I felt it coming on in the afternoon: a sudden, mastering urge to get back on my computer and write, dammit, finish rewriting this damn novel, because the whole thing is just too awesome to describe and it needs to be done and published and sent out there so other people can enjoy it.

And boy, was I right. As soon as I got home and sat down, the effluence started pouring off my fingers like it'd been stored up for months, which, in retrospect, it probably was. I've been so scared, so reluctant, so uninspired lately...my shortcomings staring me in the face, my lack of ambition gnawing on my backside, my intimidation from the professionals riding high.

But all that went out the window today. I started fixing my stilted, drab and puerile first chapter, and


SHAZAM!!!



It was like I actually knew what I was doing! Characterization? Easy as pie! Pacing? Think nothing of it, my man! Tone? Precisely, PRECISELY the way I wanted it. I was channeling Arthur C. Clarke's wondrously descriptive, refreshingly approachable, and wryly humorous style. And it was almost better than sex, for Pete's sake. I'm sure you know the feeling, fellow writers. That burst of inspiration comes (a cloudburst, more like it) and down come the words like rain, flowing together into delightful puddles and tributaries and streams. Feels grand, doesn't it? Like a literary version of the Midas touch: everything I turn my mind to turns to gold.
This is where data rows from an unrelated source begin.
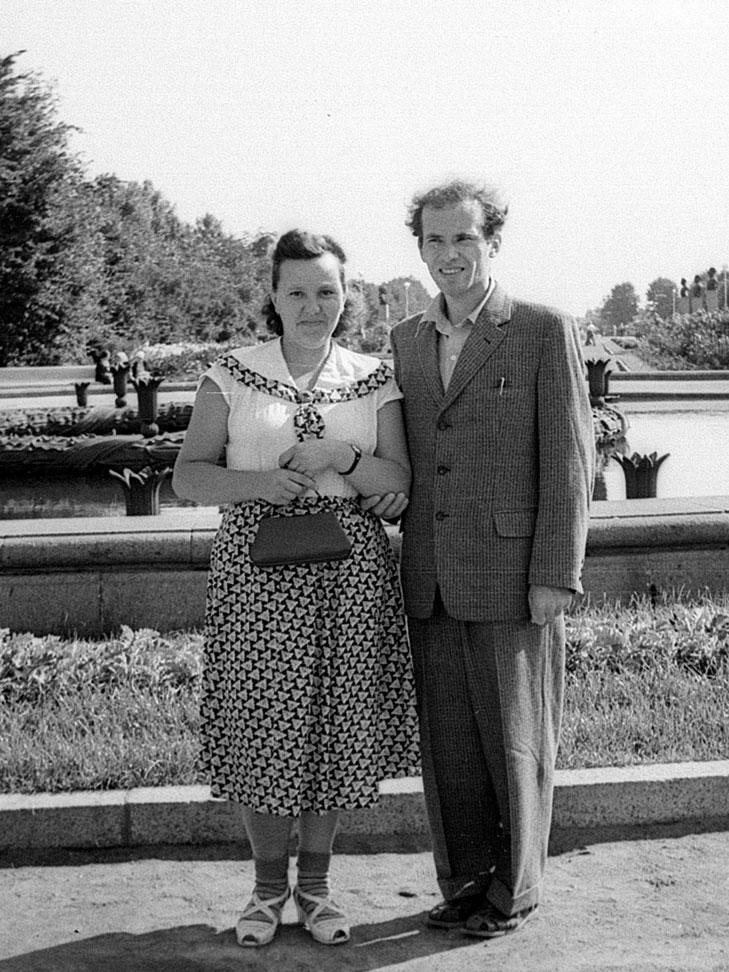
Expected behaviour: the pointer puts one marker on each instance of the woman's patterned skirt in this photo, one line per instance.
(308, 697)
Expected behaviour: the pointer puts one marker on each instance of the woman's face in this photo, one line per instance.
(309, 299)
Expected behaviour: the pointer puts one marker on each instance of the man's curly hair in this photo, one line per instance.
(493, 205)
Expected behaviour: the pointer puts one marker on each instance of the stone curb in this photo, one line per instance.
(589, 806)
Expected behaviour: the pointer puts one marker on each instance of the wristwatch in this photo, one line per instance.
(357, 456)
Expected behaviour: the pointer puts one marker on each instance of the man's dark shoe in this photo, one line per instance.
(453, 914)
(489, 922)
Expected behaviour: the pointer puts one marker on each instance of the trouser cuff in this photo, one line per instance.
(507, 902)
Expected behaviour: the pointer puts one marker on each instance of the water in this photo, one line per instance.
(698, 443)
(696, 435)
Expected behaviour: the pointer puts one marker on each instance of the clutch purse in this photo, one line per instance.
(308, 538)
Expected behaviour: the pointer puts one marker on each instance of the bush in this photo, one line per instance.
(186, 360)
(698, 341)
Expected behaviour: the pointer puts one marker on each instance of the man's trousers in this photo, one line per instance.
(490, 705)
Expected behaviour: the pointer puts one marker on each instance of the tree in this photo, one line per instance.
(37, 170)
(619, 308)
(660, 295)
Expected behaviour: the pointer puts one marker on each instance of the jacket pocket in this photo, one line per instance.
(515, 523)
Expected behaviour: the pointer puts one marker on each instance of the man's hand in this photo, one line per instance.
(547, 603)
(388, 507)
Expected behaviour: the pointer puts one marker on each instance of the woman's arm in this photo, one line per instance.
(197, 475)
(385, 471)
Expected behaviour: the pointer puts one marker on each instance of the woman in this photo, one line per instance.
(308, 698)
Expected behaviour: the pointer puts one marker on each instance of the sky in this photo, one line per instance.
(605, 122)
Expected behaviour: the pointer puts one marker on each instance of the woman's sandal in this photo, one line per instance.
(260, 920)
(321, 918)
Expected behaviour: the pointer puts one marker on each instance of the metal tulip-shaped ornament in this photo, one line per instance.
(141, 489)
(146, 386)
(119, 375)
(641, 474)
(598, 379)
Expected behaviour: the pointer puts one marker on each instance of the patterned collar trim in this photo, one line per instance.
(324, 396)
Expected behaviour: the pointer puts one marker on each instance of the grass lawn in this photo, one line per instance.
(645, 683)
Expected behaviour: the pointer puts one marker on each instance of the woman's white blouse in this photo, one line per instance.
(264, 400)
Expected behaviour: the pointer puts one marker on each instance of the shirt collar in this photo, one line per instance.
(435, 312)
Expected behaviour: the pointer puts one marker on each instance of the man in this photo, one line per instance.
(500, 437)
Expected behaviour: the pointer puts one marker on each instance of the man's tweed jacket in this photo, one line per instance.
(502, 462)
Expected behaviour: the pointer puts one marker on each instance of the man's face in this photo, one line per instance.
(455, 251)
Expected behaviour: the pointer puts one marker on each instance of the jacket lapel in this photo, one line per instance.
(426, 340)
(488, 333)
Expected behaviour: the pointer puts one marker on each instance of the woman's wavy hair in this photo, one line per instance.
(493, 206)
(300, 245)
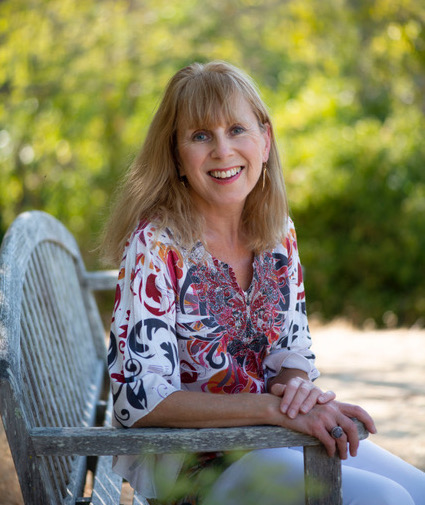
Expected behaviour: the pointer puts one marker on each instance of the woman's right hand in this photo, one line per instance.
(320, 420)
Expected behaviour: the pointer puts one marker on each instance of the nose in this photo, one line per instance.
(222, 146)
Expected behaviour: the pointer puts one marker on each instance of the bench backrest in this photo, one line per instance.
(52, 351)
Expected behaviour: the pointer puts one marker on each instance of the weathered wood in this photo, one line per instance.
(106, 484)
(106, 440)
(52, 366)
(322, 477)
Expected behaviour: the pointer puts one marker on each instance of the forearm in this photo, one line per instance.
(184, 409)
(285, 375)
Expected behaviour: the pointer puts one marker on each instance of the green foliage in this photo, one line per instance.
(344, 80)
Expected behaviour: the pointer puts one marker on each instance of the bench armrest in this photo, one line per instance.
(113, 441)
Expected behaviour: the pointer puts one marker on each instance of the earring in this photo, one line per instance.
(264, 174)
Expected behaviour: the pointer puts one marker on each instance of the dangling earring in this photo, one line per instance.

Characters sizzle and pop, the pace advances with intoxicating fervor, plot and premise transform themselves from ragged threads into a majestic double helix, the DNA of a completely new and fantastic organism.

So here I am, rattling along. I've smashed through two (out of twelve) chapters, where before I could hardly be bothered to correct a paragraph or two. This feels wonderful. I'm wondering what's different today that wasn't there all the other days I tried to revise. Maybe the perspective I've been slowly garnering via meditation (and tactical amounts of whiskey) has finally sunk into my subconscious. Maybe I've encapsulated all the hard-won wisdom I've shared with you over the past few weeks. Whatever the reason, it's working. And it's danged effective. This is the first time since my novel's completion two years ago that I've looked at it without disgust. Hell, this is the first time I've ever looked at it with raw excitement. I see potential now. I see effervescence. I see mellifluousness. I see marvelousness (that's a word, isn't it?). I SEE. All the possibilities and angles and contingencies (and more importantly, what I need to do to attain them) have all become nakedly visible. My muse zapped me in the eyes with some literary LASIK surgery, and abruptly the world has become limitless. I can see for miles.

This is the first time I've experienced anything like this, so I'm going to take advantage of it while it lasts. Goodness knows when it'll ever come again. I just took a quick break from revising to tell you about it; if you'll excuse me, I'd like to dive back in now. Ten more chapters are calling my name. I might just bust through all 51,000 words tonight, so help me. It'd be worth it. Then maybe I'll wake up tomorrow and start the publishing process without reservations or misgivings.

I'll let you know, either way.

And now, let's have a song!


3 comments:

TheGirlOne said...

OH. Oh, this made my week. Thanks.

Mary Witzl said...

I'll have some of that whatever-you're-on, please. I definitely know how this feels and I'm sure I'll be there again -- I'm just not there right this minute. Right now I'm plugging up inexpertly patched pot holes, trying to put some of the zing back into my writing. It's great when you get that zing going.

A.T. Post said...

GoldenGirl: Hey! Thanks for stopping by! Writer's block is awful, isn't it? It's never been subverted in a rush like this before.

Mary: I think what happened was that I had an interview with a temp agency earlier yesterday morning, and I had been (slightly) nervous. You know that euphoria you feel after the scary something has passed by and the nervousness dissipates? I think that was contributory.

ZING! That's the perfect word. The Zing wasn't there. I found it. Trying to recapture it today. Thanks for stopping by.